“Eu sou antes, eu sou quase, eu sou nunca. E tudo isso ganhei ao deixar de te amar”.
(Água Viva – Clarice Lispector)
O romance “Água Viva” da escritora Clarice Lispector, publicado em 1973, é um representante da produção literária da chamada terceira geração modernista ou Geração de 45.
“Água Viva” é uma prosa marcada por algumas características desse período literário, como a escrita de forma mais intimista, que trata de temas e dilemas humanos e existenciais a partir de seus personagens e enredos, muitas vezes se confundindo autor, narrador e personagem no desenvolver da narrativa.
“Também tenho que te escrever porque tua seara é a das palavras discursivas e não o direto de minha pintura. Sei que são primárias as minhas frases, escrevo com amor demais por elas e esse amor supre as faltas, mas amor demais prejudica os trabalhos”.
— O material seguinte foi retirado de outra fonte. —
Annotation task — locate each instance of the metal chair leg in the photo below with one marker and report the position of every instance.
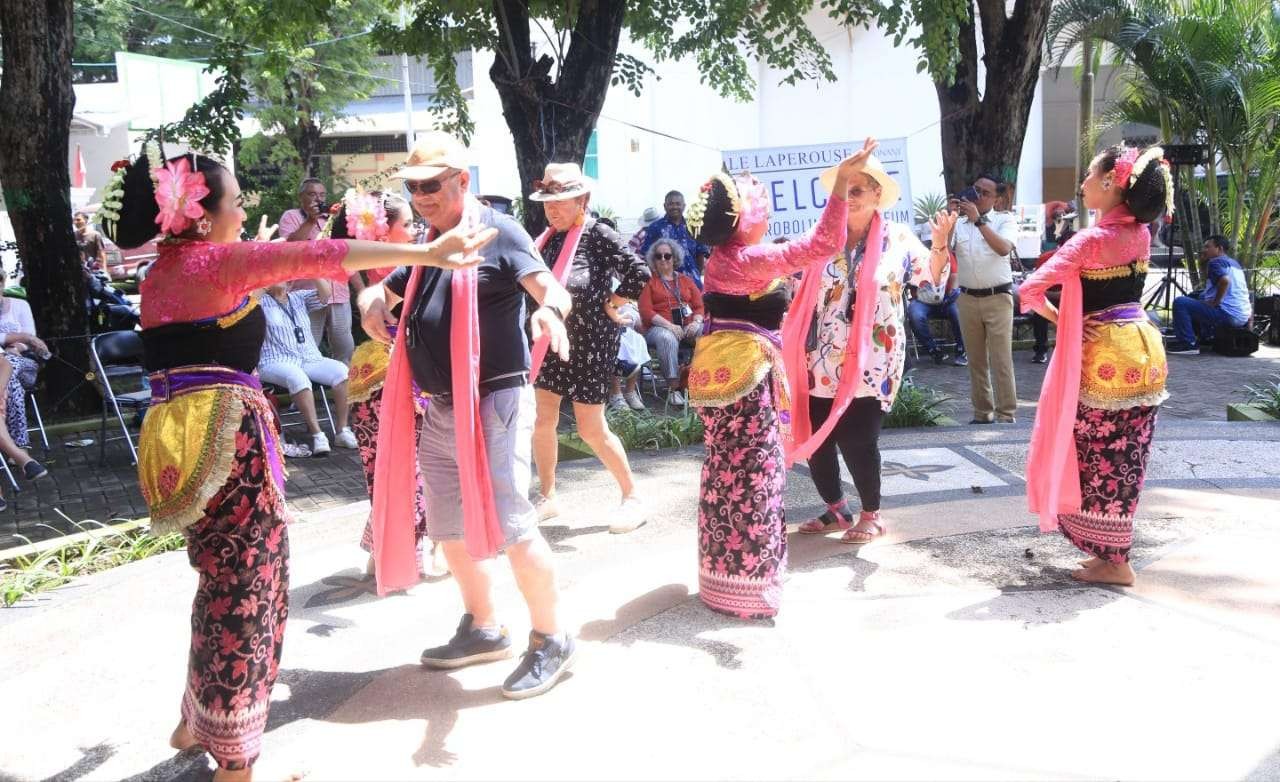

Essa obra escrita em primeira pessoa, nos traz as divagações de uma pintora solitária, que durante toda a narrativa faz uma série de reflexões e digressões, sobre questões da existência, do ser ou não ser, do poder das palavras. Um fluxo de consciência que marca a trama desse romance por inteiro. Utilizando uma linguagem poética, e valendo-se de alegorias e metáforas, a autora nos faz mergulhar no universo dessa personagem feminina, partindo das questões mais íntimas para refletirmos sobre temas humanos e universais. Dialogando com um interlocutor não presente, mas que fez parte de sua vida em algum momento.
“E se eu digo "eu" é porque não ouso dizer "tu", ou "nós" ou "uma pessoa", sou obrigada à humildade de me personalizar me apequenando mas sou o és-tu”.
Um romance denso e intenso, Clarice parece brincar com as palavras e com a linguagem, narrando a própria importância da escrita e da palavra para expressar sentimentos, emoções e reflexões sobre si, sobre o outro e a realidade que os cerca.
Prosa que corre como água corrente, com fluxo constante, onde tudo flui e nada permanece como dizia Heráclito, enfim uma correnteza de água viva.